Die Baureihe der Vollhartmetall-Schaftfräser DS-Titan steht mit vier oder fünf Schneiden bei Schneidkreisdurchmessern von 2 bis 20 mm für Anwendungen bis 2xD und 3xD zur Verfügung. Ihre wichtigsten Merkmale sind besonders scharfe Schneiden, positive Spanwinkel, grosse Freiwinkel, polierte Schneiden und die Schneidstoffsorte TSTK mit hoher Temperaturbeständigkeit und geringer Wärmeeinleitung ins Sub­strat. Unterschiedliche Drallwinkel und Teilungen führen zu ­einem weichen Schnitt und verhindern Vibrationen. Spezielle Beschichtungen sorgen für eine gute thermische und chemische Beständigkeit auch beim Zerspanen mit hohen Schnittparametern.

Hohe Einsatzzeiten auch bei konventioneller Kühlung
Zum Abschluss des Forschungsvorhabens bewiesen Horn-Werkzeuge für die Titanbearbeitung ihr Leistungsvermögen bei praktischen Einsätzen, beispielsweise beim Fräsen eines Hitzeschutzschildes aus TiAl4V für einen ­Satelliten. Aus dem Rohteil 400x105x45 mm wird mit einem Zerspanungsgrad von 96,1 Prozent ein nur 0,32 kg wiegendes Fertigteil geschruppt. Diese Arbeit leistete ein Vollhartmetall-Schaftfräser DS-Ti mit Schneidkreisdurchmesser 12 mm und vier Zähnen. Mit den Parametern Schnittgeschwindigkeit vc = 75 m/min, Eingriffsbreite ae = 4,8 mm, Vorschub pro Zahn fz = 0,05 mm und Schnitttiefe ap = 18 mm erreichte das Werkzeug eine Einsatzzeit von 210 min.
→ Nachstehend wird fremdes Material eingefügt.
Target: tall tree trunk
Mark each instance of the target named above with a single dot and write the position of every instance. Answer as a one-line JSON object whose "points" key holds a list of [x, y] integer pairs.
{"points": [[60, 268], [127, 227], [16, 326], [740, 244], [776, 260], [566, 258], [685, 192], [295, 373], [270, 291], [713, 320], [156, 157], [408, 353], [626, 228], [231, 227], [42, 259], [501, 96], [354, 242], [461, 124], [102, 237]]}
Bei einer weiteren Anwendung überzeugte der Tangential-Schaftfräser M409, Schneidkreisdurchmesser 40 mm, vier Zähne, beim Fräsen eines Integralteiles aus TiAl6V. Mit den Parametern Schnittgeschwindigkeit vc = 50 m/min, Eingriffsbreite ae = 20 mm (50 Prozent), Vorschub pro Zahn fz = 0,07 mm und Schnitttiefe ap = 6 mm, Drehzahl n = 400 1/min, Vorschubgeschwindigkeit vf = 112 mm/min. wurde eine Einsatzzeit von 45 min. erreicht.

Zeitspanvolumen um 100 Prozent erhöht
Bei dem Projekt SchwerSpan konnte durch thermische Entfestigung des Werkstoffs die Standzeit schneidstoffabhängig gesteigert und das Zeitspanvolumen um 100 Prozent erhöht werden. Das Hartmetall der Schneidplatten musste dafür eine entsprechende Zähigkeit aufweisen, um auch Vibrationsschäden beim Ein- und Austritt zu vermeiden. Zudem wurden eine scharfe Spanformgeometrie mit glatten Oberflächen sowie glatte, fehlerfreie Schichten be­nötigt. Einen weiteren wichtigen Beitrag zum Erreichen des Forschungsziels leisteten höhere Technologieparameter und die induktive – kryogene Bearbeitung. Als hilfreich erwiesen sich dabei die von Horn zuvor gemachten Erfahrungen bei verschiedenen Fräsanwendungen mit kryogener Kühlung. Der gezielte Wärmeeintrag führte zu einer Materialentfestigung und sorgte aufgrund der verringerten mechanischen Belastung auf das Fräswerkzeug für eine Produktivitätssteigerung. Die Versuche sowie die praktischen Anwendungen mit konventioneller Kühlung unterstreichen die Bedeutung einer harmonisierenden Prozesskette bei der wirtschaftlichen Titanbearbeitung. Beginnend mit der richtigen Werkzeugauswahl in Bezug auf Substrat, Geometrie und Beschichtung bis hin zu Werkzeugaufnahmen mit präzisem Formschluss, hoher Rundlaufgenauigkeit und hohem Dämpfungsvermögen. Ergänzend dazu bietet dann eine anwendungsbezogene Abstimmung der einzelnen Faktoren weitere Möglichkeiten, den Zerspanprozess zu optimieren, um eine Verdoppelung des Zeitspanvolumens sicher zu erreichen.